Fritz Gelowicz. Richard Reid. The Australian factory worker Jack Roche. The Toronto jihadists plotting to behead the Canadian prime minister. The son of the British Conservative Party official with the splendidly Wodehousian double-barreled name. All over the world there are young men raised in the "Multi-Kultur Haus" of the West who decide their highest ambition is to convert to Islam, become a jihadist and self-detonate.

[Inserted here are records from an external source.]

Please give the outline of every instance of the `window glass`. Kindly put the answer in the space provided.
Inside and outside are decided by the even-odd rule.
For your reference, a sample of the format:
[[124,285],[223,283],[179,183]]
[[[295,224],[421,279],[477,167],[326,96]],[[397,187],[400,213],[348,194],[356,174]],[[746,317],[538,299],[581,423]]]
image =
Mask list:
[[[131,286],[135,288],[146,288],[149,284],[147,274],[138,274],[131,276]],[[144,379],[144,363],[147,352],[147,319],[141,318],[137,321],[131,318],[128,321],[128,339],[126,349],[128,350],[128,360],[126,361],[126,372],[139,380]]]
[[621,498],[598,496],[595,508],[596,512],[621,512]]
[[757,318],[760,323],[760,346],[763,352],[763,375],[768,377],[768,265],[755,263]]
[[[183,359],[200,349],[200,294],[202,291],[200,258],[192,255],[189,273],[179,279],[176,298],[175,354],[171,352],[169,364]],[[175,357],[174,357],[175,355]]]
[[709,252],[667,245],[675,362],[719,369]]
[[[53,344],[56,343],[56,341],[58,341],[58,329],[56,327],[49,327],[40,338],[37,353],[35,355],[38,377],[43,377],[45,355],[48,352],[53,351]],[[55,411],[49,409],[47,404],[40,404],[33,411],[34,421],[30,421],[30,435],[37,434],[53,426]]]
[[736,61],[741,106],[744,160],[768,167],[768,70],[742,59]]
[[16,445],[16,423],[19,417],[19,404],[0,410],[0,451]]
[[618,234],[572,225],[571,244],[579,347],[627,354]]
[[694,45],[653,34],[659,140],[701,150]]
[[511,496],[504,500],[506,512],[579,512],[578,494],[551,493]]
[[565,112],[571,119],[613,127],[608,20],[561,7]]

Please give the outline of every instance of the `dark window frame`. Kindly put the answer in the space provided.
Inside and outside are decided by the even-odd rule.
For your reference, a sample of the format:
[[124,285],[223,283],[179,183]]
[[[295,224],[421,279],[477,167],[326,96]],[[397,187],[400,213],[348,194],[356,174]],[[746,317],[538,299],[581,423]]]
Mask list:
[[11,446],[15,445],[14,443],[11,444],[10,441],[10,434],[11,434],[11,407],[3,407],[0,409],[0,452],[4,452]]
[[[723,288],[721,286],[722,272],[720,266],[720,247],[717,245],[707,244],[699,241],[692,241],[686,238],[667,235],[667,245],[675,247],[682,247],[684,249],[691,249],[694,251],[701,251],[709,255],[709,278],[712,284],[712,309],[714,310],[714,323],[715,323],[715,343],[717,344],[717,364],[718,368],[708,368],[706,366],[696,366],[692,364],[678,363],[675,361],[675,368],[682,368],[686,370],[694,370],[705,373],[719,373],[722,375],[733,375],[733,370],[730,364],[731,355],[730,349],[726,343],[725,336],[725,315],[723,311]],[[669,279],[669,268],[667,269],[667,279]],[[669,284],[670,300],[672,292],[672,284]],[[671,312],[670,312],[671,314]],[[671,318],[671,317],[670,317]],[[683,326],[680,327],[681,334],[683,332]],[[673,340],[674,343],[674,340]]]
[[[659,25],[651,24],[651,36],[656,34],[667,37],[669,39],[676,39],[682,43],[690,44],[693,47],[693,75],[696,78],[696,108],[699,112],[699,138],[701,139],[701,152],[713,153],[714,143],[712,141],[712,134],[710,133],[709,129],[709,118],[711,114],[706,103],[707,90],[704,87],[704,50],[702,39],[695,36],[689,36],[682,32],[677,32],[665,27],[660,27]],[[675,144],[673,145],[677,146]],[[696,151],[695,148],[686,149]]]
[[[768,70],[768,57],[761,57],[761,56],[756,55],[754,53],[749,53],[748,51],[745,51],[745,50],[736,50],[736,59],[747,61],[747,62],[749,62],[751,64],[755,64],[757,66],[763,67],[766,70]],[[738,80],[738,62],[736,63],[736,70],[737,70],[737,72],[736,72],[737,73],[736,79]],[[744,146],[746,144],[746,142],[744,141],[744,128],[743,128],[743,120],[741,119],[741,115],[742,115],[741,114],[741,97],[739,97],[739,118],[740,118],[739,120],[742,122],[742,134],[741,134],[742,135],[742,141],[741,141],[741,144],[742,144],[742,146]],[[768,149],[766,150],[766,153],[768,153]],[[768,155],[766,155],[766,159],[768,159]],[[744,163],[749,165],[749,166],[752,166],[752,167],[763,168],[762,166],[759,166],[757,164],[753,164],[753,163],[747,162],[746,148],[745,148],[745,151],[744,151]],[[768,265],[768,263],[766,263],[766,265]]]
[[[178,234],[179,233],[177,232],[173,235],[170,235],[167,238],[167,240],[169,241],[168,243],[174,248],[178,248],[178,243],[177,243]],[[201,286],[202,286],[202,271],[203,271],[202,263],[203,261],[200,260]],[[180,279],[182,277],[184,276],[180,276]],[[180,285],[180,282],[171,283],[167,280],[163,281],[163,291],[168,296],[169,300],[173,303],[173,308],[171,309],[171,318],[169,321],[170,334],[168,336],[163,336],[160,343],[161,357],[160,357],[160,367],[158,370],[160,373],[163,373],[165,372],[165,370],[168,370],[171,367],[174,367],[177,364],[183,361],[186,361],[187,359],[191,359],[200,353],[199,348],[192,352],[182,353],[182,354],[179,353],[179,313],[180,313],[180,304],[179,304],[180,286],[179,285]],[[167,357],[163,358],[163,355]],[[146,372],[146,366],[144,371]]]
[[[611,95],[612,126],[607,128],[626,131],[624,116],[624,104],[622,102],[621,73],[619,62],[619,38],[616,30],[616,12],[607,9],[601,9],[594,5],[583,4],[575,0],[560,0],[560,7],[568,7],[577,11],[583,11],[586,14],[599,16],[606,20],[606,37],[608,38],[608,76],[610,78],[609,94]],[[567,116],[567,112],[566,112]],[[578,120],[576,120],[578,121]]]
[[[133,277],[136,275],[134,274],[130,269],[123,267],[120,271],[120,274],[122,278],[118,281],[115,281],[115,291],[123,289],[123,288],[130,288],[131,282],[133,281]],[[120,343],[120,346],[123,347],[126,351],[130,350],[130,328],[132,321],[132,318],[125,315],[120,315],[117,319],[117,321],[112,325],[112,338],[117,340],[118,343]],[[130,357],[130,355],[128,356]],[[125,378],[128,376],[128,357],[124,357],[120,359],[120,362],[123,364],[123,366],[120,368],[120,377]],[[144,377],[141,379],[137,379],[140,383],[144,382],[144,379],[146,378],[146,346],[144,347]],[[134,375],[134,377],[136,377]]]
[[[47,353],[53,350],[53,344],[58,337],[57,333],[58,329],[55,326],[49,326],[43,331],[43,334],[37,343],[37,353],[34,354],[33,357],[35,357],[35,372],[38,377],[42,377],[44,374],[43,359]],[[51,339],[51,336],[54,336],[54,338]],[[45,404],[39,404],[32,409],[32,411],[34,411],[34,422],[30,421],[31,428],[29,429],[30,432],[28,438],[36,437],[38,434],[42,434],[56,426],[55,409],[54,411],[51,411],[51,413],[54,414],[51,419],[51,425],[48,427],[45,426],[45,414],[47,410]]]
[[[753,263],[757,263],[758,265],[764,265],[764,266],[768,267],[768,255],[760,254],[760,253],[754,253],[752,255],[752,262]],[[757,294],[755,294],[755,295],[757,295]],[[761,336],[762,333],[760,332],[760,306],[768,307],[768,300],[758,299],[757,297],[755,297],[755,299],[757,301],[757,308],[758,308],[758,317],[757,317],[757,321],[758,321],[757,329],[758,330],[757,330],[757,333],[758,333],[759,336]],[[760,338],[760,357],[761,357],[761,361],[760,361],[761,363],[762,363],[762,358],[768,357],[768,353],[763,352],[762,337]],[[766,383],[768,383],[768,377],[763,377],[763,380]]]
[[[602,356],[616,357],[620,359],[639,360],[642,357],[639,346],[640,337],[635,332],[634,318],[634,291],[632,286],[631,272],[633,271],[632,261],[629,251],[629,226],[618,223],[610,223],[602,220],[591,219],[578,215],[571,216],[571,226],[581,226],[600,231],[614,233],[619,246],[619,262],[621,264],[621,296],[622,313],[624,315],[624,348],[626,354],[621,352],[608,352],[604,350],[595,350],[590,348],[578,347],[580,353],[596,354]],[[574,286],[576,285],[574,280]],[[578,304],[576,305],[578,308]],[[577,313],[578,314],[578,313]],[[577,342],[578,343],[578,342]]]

Why do radical imams seek to convert young Canadian, British and even American men and women in their late teens and twenties? Because they understand that when you raise a generation in the great wobbling blancmange of Deval Patrick-style cultural relativism – nothing is any better or any worse than anything else; if people are "mean and nasty" to us, it's only because we didn't sing enough Barney the Dinosaur songs at them – in such a world a certain percentage of its youth will have a great gaping hole where their sense of identity should be. And into that hole you can pour something fierce and primal and implacable.

A while back, I had the honor of a meeting with the president, in the course of which someone raised the unpopularity of the war. He shrugged it off, saying that 25 percent of the population is always against the war – any war. In other words, there's nothing worth fighting for. And I joked afterward that some of that 25 percent might change their mind if Canadian storm troopers were swarming across the 49th Parallel or Bahamian warships were firing off the coast of Florida. But maybe not. Al-Qaida's ad hoc air force left a huge crater of Massachusetts corpses in the middle of Manhattan, and Gov. Patrick goes looking for love in all the wrong places.

How many people in any society think like Deval Patrick? That's the calculation to make if you want to figure out its long-term survival prospects.